1885 New York Mail and Express Interview of Andrew Dickson White

In 1885 the New York newspaper Mail and Express interviewed Cornell University President Andrew Dickson White. One of the main topics of discussion was, unsurprisingly, science and religion. The interview was republished in the Cornell Daily Sun, the University school newspaper.

When he was asked if the teachings of Huxley and Tyndall had any “serious effect on the religious training of collegiates,” White responded thus:

Scientists have done much in the cause of education, but science is not antagonistic to religion, no matter what some persons may say. The broad principles of salvation and Christianity are not affected by the discoveries of science, which demonstrates the fact that nature is controlled by positive laws, over which there must be a governing power. Even if the chronological dates of the Bible are affected by the discoveries of science, that fact does not destroy the beauty of the Psalms or the sermon the mount. The influence of religion is not so much retarded by the discoveries of science as by the constant quarrels between and dogmatic assertions of the ministers of religion. I regard all sects as the different army corps fighting the great battle of civilization; they all have their part to perform, and, if they would cease to fight among themselves, would in the end all do good. When any student says to me that science and religion do no agree on such minor points as the whale swallowing Jonah, the creation of the world in six days, or Balaam’s ass speaking, I point to the doctrines taught by religion and ask if such trivial matters can destroy the plan of salvation as promulgated in the scriptures. Scientists have their work to do, and should let religion alone; simply because they have not studied it; religious teachers have their duties before them and should leave science alone for the same reason. Both have their missions and if they keep to those there is enough for them to do, and the world will be benefited thereby. Science will never destroy religion, while both tend to enlighten the world.  Many things are regarded now with a liberal view that would have shocked our ancestors fifty years ago; while in their day also, many changes occurred that would have alarmed their ancestors. If religious teachers would confine themselves to teaching religion, and scientists to the progress of science, both could work together in harmony for the benefit of mankind.
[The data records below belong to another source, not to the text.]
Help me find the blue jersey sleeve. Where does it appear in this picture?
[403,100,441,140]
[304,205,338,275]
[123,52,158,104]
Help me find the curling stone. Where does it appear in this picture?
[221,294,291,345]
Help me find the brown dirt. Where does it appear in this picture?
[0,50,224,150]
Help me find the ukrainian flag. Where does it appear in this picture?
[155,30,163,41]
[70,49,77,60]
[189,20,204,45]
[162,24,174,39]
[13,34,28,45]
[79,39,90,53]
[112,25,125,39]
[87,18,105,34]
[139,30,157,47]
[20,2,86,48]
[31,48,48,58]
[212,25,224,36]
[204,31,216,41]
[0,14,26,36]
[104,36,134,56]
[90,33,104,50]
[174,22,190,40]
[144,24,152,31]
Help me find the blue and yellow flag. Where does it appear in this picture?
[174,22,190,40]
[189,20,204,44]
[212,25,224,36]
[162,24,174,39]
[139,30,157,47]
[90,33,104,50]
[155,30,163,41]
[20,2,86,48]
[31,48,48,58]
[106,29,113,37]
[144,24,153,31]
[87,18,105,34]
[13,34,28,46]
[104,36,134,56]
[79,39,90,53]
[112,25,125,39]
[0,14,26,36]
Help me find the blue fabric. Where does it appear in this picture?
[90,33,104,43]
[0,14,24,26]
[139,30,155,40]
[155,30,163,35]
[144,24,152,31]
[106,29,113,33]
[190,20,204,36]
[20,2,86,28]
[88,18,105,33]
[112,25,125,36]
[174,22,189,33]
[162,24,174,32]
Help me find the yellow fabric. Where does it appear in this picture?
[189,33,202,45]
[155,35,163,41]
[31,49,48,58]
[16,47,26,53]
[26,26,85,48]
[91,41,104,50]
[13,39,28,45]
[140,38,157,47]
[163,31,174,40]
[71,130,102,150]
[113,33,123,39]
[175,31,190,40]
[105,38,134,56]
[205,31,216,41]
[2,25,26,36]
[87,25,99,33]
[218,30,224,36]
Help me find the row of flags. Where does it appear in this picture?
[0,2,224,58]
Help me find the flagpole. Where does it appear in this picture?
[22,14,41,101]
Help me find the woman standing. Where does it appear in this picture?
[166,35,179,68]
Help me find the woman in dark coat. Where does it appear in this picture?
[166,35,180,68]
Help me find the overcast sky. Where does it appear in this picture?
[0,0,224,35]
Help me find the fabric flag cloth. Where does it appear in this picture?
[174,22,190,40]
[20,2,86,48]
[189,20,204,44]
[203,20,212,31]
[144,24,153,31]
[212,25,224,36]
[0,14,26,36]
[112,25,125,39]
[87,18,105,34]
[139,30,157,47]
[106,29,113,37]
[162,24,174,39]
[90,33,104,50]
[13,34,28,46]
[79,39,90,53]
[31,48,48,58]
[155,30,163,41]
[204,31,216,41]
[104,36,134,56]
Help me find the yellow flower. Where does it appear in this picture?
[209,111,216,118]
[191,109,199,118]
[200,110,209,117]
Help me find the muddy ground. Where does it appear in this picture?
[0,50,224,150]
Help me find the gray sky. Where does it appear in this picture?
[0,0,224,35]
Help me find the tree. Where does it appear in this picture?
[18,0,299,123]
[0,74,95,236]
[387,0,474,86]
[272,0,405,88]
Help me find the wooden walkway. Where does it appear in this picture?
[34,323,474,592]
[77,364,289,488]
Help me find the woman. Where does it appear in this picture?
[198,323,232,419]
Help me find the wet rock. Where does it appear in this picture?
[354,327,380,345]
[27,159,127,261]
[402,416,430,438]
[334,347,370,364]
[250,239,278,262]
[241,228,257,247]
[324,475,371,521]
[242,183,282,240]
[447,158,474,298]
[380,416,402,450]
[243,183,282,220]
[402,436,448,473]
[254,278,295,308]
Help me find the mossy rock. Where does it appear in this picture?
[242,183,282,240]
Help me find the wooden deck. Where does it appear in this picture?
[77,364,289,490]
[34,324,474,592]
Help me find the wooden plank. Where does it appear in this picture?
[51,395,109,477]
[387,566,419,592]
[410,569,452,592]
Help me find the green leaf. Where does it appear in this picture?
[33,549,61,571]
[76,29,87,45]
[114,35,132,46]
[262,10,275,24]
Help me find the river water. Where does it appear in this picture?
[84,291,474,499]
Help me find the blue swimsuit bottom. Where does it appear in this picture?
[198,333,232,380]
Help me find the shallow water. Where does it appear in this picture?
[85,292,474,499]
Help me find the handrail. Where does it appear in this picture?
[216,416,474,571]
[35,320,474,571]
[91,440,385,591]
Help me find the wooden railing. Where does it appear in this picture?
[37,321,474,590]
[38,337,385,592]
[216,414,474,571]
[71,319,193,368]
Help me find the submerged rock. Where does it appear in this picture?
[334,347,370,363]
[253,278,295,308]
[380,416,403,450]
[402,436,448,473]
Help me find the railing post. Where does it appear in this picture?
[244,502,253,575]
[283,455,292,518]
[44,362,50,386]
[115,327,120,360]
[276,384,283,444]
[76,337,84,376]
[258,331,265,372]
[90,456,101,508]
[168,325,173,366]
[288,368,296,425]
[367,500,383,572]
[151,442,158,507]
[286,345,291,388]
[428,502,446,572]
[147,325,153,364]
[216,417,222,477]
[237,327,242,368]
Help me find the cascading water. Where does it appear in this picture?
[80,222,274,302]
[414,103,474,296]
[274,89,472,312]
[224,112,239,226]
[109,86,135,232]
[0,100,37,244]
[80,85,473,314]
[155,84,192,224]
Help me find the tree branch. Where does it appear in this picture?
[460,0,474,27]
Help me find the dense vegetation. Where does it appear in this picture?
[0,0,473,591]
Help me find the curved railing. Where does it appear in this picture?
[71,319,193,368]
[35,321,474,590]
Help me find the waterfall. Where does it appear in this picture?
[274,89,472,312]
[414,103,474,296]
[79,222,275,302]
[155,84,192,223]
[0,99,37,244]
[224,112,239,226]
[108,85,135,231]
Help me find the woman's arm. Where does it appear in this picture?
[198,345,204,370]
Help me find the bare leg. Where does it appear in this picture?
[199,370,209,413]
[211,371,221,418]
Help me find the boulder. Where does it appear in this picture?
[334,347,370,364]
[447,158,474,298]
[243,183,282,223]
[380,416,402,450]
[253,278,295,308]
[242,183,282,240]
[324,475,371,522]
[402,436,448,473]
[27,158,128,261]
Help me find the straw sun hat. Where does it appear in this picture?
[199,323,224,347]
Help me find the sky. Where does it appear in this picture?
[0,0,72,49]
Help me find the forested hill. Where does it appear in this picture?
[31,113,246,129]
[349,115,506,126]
Asked what he thought of the “Great Agnostic,” Ingersoll, White replied sharply:

The great trouble has been that too much has been made of Ingersoll by the unwise opposition of those who differed with him. Had that opposition been less active and kept out of politics Ingersoll would never have gained the position he did in his state and the country. His nature was one which thrived under opposition, and became stronger by the very obstacle placed in his way.